Favorite Books of 2019

Books read, not necessarily published, in 2019

Favorite Books of 2019

As the year wraps up, I wanted to reflect on some of the best books we read this year.

As a small company, our culture is ever evolving, but one area of Simple Thread I’m happy with is our focus on continuous learning and sharing. Every organization pays lip service to the idea of learning, but at most places, when it comes down to schedules and priorities, those lunch n’ learns never seem to happen, presentations get delayed forever, etc.

I’m quite proud that, at Simple Thread, we have an hour-long learning discussion every Friday, well, almost every Friday. We’re not robots, but the times the call gets canceled are the exception. That consistency provides space for cross-pollination among teams and lets us do things like read and discuss books together, with everyone, during work hours.

Team Discussion Books

Don’t Make Me Think

Don’t Make Me Think (Steve Krug) – This is a foundational text on usability – and for good reason. With simple examples, it lays out the principles of information design and user experience. This is one of those design books that everyone should read. Developers and product managers will benefit as much as (or maybe more than!) designers. The lessons of empathy are universal.

The Pragmatic Programmer

The Pragmatic Programmer (Dave Thomas and Andy Hunt) – A timeless software development book is a rare treasure. Anyone connected to software development can learn valuable lessons from it. Some examples are dated, but the principles are as relevant as when Dave and Andy wrote it in 1999. Back then, their ideas seemed revolutionary. Re-reading it again this year, I was amazed to realize how many of their crazy ideas have become standard best practices.

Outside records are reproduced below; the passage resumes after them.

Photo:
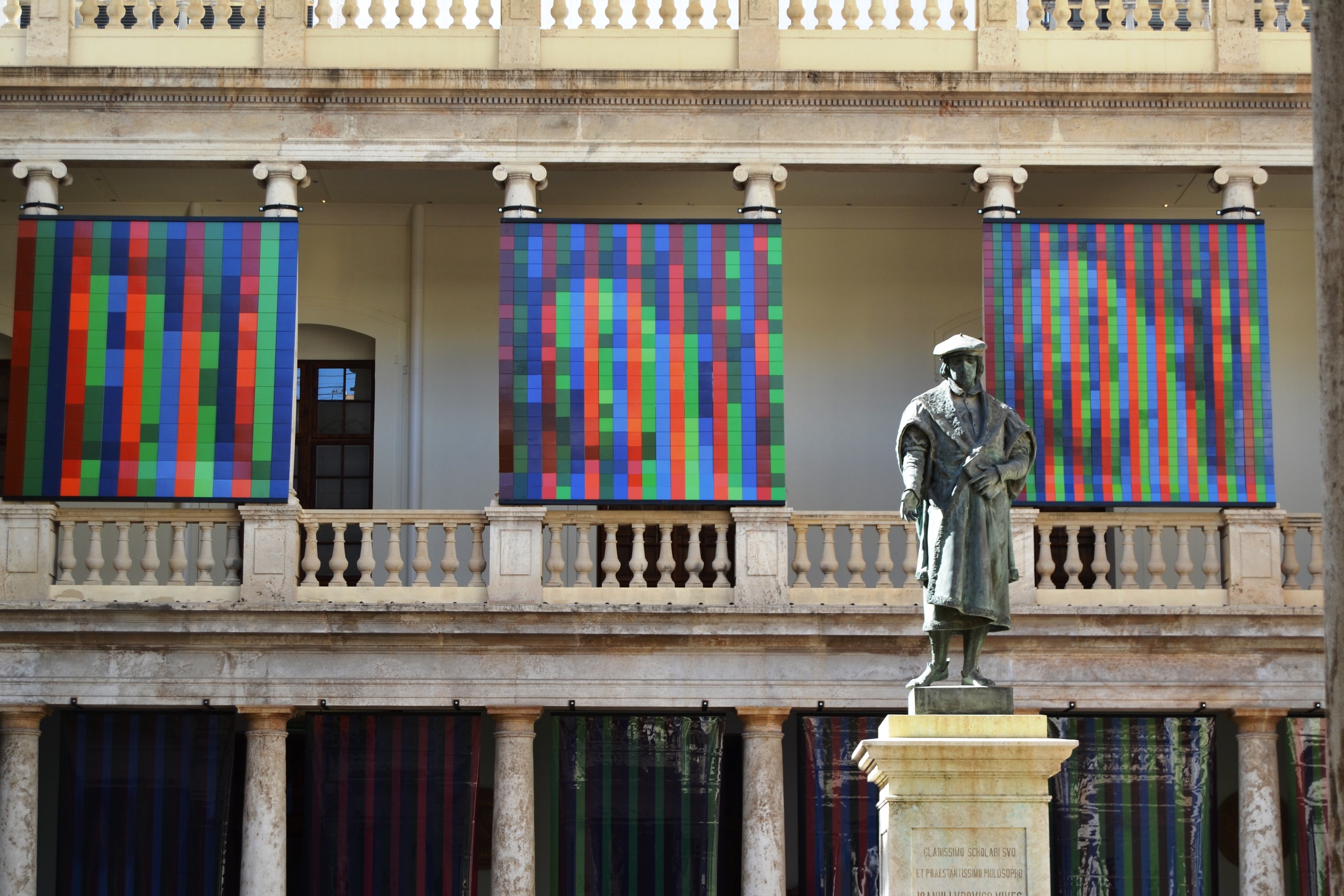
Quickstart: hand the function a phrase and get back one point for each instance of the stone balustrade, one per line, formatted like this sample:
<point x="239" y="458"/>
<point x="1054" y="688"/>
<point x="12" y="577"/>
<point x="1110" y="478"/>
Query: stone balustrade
<point x="633" y="557"/>
<point x="824" y="36"/>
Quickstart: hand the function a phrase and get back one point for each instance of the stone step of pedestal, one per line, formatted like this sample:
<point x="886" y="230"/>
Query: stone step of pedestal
<point x="962" y="700"/>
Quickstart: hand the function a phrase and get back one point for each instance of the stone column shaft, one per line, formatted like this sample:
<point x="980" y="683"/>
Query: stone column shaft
<point x="264" y="849"/>
<point x="1261" y="847"/>
<point x="19" y="798"/>
<point x="514" y="848"/>
<point x="763" y="800"/>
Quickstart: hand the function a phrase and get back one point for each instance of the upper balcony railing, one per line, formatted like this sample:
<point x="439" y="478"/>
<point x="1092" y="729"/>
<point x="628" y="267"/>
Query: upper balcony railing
<point x="827" y="36"/>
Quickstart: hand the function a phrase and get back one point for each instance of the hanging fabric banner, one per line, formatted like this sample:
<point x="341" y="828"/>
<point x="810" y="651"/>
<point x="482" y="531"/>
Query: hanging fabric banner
<point x="391" y="804"/>
<point x="635" y="808"/>
<point x="1302" y="770"/>
<point x="1132" y="811"/>
<point x="144" y="802"/>
<point x="839" y="809"/>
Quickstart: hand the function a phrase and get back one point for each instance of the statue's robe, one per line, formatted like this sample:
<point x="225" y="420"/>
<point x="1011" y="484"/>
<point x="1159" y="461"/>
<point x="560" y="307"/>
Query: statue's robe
<point x="965" y="538"/>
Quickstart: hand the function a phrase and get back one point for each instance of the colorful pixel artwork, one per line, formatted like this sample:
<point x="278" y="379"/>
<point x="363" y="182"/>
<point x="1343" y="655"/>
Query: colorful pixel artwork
<point x="154" y="359"/>
<point x="1139" y="354"/>
<point x="641" y="362"/>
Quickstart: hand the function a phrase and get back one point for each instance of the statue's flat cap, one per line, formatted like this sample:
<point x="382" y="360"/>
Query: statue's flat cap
<point x="960" y="343"/>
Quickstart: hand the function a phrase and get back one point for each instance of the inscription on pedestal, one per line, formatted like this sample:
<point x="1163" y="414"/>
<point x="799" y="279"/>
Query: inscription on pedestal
<point x="968" y="862"/>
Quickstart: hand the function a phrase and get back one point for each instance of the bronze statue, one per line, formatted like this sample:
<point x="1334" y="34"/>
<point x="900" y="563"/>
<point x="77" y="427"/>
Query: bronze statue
<point x="964" y="457"/>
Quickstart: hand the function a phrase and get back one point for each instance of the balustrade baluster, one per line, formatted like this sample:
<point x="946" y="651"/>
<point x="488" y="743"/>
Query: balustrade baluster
<point x="610" y="562"/>
<point x="555" y="559"/>
<point x="850" y="14"/>
<point x="1212" y="558"/>
<point x="932" y="14"/>
<point x="912" y="558"/>
<point x="448" y="563"/>
<point x="1156" y="565"/>
<point x="150" y="558"/>
<point x="121" y="563"/>
<point x="394" y="562"/>
<point x="801" y="562"/>
<point x="476" y="563"/>
<point x="206" y="554"/>
<point x="823" y="13"/>
<point x="1184" y="566"/>
<point x="1046" y="560"/>
<point x="584" y="558"/>
<point x="694" y="563"/>
<point x="1073" y="560"/>
<point x="855" y="563"/>
<point x="311" y="563"/>
<point x="66" y="562"/>
<point x="828" y="557"/>
<point x="639" y="563"/>
<point x="366" y="562"/>
<point x="721" y="555"/>
<point x="1101" y="563"/>
<point x="341" y="560"/>
<point x="421" y="562"/>
<point x="94" y="562"/>
<point x="884" y="566"/>
<point x="178" y="555"/>
<point x="666" y="563"/>
<point x="233" y="558"/>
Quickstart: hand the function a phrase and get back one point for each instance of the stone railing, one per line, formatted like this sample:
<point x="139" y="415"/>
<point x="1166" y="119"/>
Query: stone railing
<point x="739" y="557"/>
<point x="827" y="36"/>
<point x="442" y="559"/>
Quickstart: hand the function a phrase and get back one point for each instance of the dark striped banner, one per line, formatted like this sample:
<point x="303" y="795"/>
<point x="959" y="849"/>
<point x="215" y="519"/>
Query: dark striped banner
<point x="635" y="808"/>
<point x="144" y="802"/>
<point x="839" y="809"/>
<point x="391" y="804"/>
<point x="1302" y="770"/>
<point x="1132" y="811"/>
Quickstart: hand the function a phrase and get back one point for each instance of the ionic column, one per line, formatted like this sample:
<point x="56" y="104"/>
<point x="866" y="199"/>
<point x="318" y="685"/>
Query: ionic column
<point x="520" y="185"/>
<point x="1257" y="768"/>
<point x="19" y="798"/>
<point x="45" y="180"/>
<point x="1000" y="186"/>
<point x="514" y="848"/>
<point x="1238" y="185"/>
<point x="763" y="800"/>
<point x="263" y="867"/>
<point x="283" y="180"/>
<point x="760" y="182"/>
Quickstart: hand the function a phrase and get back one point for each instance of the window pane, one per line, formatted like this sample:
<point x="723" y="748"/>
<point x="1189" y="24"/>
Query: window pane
<point x="356" y="460"/>
<point x="359" y="418"/>
<point x="327" y="495"/>
<point x="328" y="460"/>
<point x="330" y="418"/>
<point x="355" y="495"/>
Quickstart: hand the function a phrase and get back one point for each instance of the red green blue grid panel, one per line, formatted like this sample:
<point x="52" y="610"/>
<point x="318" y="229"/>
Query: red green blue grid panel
<point x="154" y="359"/>
<point x="641" y="362"/>
<point x="1139" y="354"/>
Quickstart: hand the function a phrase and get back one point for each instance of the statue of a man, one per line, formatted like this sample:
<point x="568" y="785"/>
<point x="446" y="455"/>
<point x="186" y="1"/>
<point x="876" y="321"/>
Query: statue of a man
<point x="964" y="457"/>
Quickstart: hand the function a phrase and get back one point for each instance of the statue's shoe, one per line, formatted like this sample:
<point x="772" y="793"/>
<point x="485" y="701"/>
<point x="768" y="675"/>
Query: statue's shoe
<point x="930" y="675"/>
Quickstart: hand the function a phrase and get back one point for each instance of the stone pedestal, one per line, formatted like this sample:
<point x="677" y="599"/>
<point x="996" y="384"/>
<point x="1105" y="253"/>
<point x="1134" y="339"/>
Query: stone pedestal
<point x="964" y="802"/>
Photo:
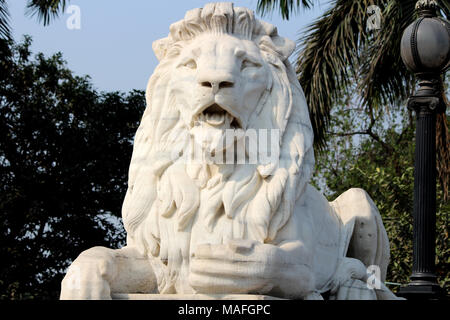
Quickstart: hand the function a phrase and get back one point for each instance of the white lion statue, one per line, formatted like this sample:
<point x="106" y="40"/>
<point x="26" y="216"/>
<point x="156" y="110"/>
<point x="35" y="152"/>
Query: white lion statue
<point x="233" y="227"/>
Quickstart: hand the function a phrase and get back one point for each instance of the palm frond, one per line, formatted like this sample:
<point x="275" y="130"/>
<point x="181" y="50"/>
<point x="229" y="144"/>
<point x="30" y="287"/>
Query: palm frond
<point x="45" y="10"/>
<point x="329" y="59"/>
<point x="384" y="80"/>
<point x="286" y="7"/>
<point x="5" y="30"/>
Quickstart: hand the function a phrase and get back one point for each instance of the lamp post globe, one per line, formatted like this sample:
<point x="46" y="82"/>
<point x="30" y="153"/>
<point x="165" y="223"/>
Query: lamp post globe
<point x="425" y="50"/>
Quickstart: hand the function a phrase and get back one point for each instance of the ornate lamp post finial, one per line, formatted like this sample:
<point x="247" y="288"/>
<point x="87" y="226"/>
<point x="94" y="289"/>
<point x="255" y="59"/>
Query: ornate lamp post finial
<point x="425" y="50"/>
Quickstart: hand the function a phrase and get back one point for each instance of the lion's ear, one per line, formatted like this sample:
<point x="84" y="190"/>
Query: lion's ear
<point x="283" y="46"/>
<point x="160" y="48"/>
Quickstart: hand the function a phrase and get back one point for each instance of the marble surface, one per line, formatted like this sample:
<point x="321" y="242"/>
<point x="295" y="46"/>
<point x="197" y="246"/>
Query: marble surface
<point x="218" y="201"/>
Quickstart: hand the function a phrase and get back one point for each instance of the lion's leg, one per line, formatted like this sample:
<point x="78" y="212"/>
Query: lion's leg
<point x="99" y="272"/>
<point x="369" y="242"/>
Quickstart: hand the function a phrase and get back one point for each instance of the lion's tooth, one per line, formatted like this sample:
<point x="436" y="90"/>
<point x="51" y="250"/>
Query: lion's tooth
<point x="215" y="119"/>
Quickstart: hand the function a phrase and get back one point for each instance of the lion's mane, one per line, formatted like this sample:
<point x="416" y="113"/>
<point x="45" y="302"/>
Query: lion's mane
<point x="162" y="198"/>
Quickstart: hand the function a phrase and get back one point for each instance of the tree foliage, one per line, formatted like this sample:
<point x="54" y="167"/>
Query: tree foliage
<point x="64" y="157"/>
<point x="375" y="151"/>
<point x="45" y="10"/>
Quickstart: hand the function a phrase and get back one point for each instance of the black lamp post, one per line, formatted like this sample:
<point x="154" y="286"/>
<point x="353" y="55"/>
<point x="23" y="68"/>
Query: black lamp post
<point x="425" y="50"/>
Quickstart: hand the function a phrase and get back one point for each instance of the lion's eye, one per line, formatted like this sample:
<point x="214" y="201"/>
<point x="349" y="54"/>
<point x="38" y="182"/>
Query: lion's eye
<point x="249" y="64"/>
<point x="190" y="64"/>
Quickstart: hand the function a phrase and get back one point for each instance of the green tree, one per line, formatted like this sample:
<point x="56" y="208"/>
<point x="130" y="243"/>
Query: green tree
<point x="378" y="157"/>
<point x="338" y="51"/>
<point x="45" y="10"/>
<point x="64" y="158"/>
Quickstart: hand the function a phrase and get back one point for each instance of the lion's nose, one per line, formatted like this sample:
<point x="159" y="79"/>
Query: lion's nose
<point x="216" y="81"/>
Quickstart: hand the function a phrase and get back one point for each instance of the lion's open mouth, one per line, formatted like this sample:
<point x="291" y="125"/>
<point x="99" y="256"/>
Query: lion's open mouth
<point x="217" y="116"/>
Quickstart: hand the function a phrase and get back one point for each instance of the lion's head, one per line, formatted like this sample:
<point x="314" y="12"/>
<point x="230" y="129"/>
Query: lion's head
<point x="220" y="69"/>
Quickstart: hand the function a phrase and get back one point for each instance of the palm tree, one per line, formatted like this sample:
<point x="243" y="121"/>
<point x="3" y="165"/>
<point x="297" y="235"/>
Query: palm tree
<point x="338" y="54"/>
<point x="45" y="10"/>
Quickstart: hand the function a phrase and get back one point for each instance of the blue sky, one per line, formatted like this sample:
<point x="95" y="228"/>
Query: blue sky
<point x="114" y="44"/>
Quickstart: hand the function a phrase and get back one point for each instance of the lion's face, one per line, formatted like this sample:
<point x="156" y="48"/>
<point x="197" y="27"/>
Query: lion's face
<point x="220" y="68"/>
<point x="217" y="82"/>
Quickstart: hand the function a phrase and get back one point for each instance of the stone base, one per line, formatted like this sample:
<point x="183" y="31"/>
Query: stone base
<point x="140" y="296"/>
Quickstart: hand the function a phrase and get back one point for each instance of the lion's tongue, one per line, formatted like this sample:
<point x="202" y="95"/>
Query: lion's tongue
<point x="215" y="119"/>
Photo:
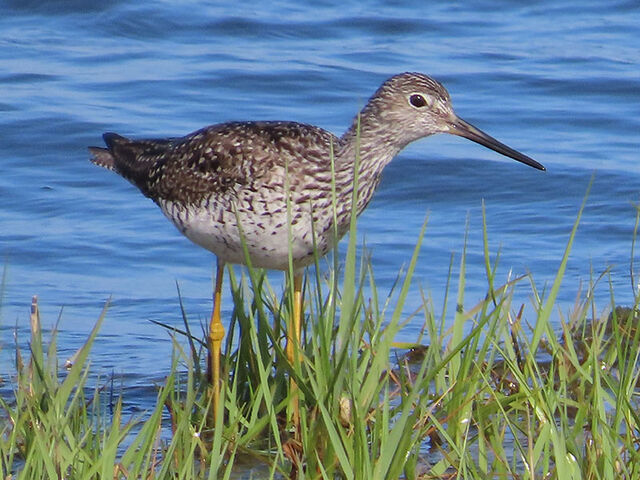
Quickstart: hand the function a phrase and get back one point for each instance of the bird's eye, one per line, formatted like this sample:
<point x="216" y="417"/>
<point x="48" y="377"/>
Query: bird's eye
<point x="417" y="100"/>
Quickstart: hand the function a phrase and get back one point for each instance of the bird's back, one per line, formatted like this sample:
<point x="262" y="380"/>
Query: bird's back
<point x="214" y="159"/>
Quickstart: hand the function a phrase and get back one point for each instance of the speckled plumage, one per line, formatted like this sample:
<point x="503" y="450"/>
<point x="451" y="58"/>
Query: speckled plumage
<point x="229" y="182"/>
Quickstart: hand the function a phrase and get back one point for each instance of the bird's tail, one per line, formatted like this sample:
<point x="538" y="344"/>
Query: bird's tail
<point x="132" y="159"/>
<point x="103" y="157"/>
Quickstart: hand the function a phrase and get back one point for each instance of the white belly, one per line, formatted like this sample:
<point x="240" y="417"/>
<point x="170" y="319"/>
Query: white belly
<point x="269" y="237"/>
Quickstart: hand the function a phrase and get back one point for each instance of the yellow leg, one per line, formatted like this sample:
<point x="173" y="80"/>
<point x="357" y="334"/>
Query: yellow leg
<point x="216" y="334"/>
<point x="293" y="344"/>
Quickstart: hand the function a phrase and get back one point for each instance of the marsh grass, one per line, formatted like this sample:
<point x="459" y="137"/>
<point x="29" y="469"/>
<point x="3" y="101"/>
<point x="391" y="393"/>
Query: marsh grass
<point x="493" y="394"/>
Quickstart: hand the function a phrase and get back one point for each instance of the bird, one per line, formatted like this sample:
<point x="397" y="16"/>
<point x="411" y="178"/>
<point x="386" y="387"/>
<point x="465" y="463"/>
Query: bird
<point x="264" y="192"/>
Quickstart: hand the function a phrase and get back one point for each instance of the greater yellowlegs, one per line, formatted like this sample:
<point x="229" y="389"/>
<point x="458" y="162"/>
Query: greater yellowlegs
<point x="267" y="186"/>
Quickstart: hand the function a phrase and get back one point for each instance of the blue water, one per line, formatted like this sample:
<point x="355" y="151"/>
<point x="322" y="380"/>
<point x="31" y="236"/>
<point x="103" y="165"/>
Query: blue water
<point x="556" y="80"/>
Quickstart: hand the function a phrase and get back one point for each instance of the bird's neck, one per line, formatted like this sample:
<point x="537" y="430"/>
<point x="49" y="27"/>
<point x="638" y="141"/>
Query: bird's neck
<point x="370" y="147"/>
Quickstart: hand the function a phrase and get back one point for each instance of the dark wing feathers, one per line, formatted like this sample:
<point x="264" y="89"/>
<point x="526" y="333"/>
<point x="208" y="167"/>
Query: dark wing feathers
<point x="211" y="160"/>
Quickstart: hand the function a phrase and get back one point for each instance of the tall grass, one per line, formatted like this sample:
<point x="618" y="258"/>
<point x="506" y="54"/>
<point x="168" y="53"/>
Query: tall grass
<point x="493" y="394"/>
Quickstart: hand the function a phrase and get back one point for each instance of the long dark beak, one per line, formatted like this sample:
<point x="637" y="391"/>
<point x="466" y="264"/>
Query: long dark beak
<point x="459" y="127"/>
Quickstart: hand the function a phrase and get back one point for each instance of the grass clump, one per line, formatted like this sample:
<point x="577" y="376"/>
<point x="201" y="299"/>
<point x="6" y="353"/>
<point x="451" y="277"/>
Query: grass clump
<point x="493" y="395"/>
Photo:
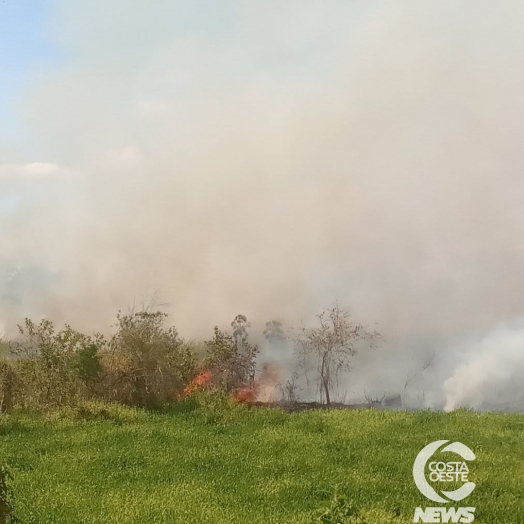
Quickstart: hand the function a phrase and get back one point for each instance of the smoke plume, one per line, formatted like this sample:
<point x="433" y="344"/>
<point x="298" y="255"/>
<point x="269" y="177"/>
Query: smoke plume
<point x="269" y="158"/>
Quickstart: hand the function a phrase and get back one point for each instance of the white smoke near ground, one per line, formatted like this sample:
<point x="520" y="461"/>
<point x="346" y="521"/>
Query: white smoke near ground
<point x="269" y="158"/>
<point x="491" y="372"/>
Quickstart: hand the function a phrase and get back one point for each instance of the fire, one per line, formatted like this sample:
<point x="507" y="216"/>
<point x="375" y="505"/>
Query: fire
<point x="201" y="381"/>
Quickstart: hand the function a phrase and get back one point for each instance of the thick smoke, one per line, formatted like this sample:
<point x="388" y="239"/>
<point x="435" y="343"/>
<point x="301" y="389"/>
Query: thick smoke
<point x="269" y="158"/>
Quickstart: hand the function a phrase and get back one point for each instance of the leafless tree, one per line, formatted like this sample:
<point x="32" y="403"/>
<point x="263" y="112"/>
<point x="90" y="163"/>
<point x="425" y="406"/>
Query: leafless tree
<point x="332" y="345"/>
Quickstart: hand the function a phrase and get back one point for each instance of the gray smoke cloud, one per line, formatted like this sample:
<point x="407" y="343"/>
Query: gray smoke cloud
<point x="269" y="158"/>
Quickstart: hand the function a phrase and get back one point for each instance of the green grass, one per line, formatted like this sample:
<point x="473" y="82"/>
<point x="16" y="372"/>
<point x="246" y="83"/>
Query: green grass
<point x="117" y="465"/>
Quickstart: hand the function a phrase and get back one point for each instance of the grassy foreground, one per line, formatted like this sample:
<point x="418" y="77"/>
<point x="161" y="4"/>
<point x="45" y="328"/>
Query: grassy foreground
<point x="117" y="465"/>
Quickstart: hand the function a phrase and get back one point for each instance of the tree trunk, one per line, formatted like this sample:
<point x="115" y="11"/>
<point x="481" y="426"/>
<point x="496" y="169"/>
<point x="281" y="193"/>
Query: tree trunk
<point x="325" y="380"/>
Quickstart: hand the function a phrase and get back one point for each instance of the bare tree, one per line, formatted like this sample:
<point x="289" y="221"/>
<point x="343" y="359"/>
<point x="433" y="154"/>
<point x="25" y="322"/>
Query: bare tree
<point x="332" y="344"/>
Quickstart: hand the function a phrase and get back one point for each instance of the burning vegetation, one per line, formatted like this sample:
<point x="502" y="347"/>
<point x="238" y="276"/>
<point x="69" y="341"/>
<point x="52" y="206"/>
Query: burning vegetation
<point x="146" y="363"/>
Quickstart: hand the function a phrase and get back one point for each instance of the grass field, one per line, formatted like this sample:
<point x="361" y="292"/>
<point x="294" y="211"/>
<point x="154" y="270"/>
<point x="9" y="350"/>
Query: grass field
<point x="248" y="466"/>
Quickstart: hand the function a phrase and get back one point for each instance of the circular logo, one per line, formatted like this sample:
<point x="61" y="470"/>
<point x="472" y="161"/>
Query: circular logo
<point x="443" y="471"/>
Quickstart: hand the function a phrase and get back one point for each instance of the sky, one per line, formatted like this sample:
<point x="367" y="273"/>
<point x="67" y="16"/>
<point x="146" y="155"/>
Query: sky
<point x="266" y="158"/>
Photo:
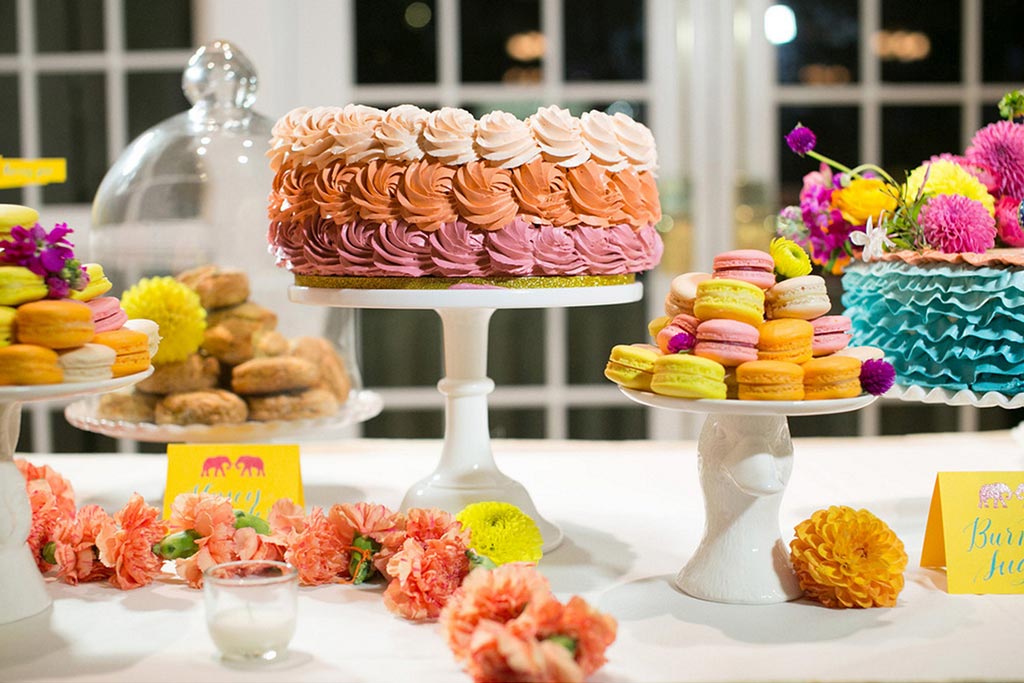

The Design of Everyday Things

The Design of Everyday Things (Don Norman) – Another classic focused on human-centered design. It covers how product design often ignores the needs of users and the principles of cognitive psychology, with problems ranging from hidden controls to lack of feedback and unreasonable expectations. It shows that good, usable design is possible and lays out simple rules for creating products that satisfy customers. It’s also a very fun read, which helps the medicine go down. 🙂

Justin’s Recommendations


Accelerate (Gene Kim) – In Martin Fowler’s talk “The State of Agile Software in 2018” he said “My favorite book of the year so far, I think it’s going to be the best book of the year, is “Accelerate” by Nicole Forsgren, Jez Humble and Gene Kim. (And I say that with great sadness because my book’s going to come out this year, but I’m hoping for number two).” As soon as I read that, I knew I was going to have to grab a copy of Accelerate… and I was not disappointed.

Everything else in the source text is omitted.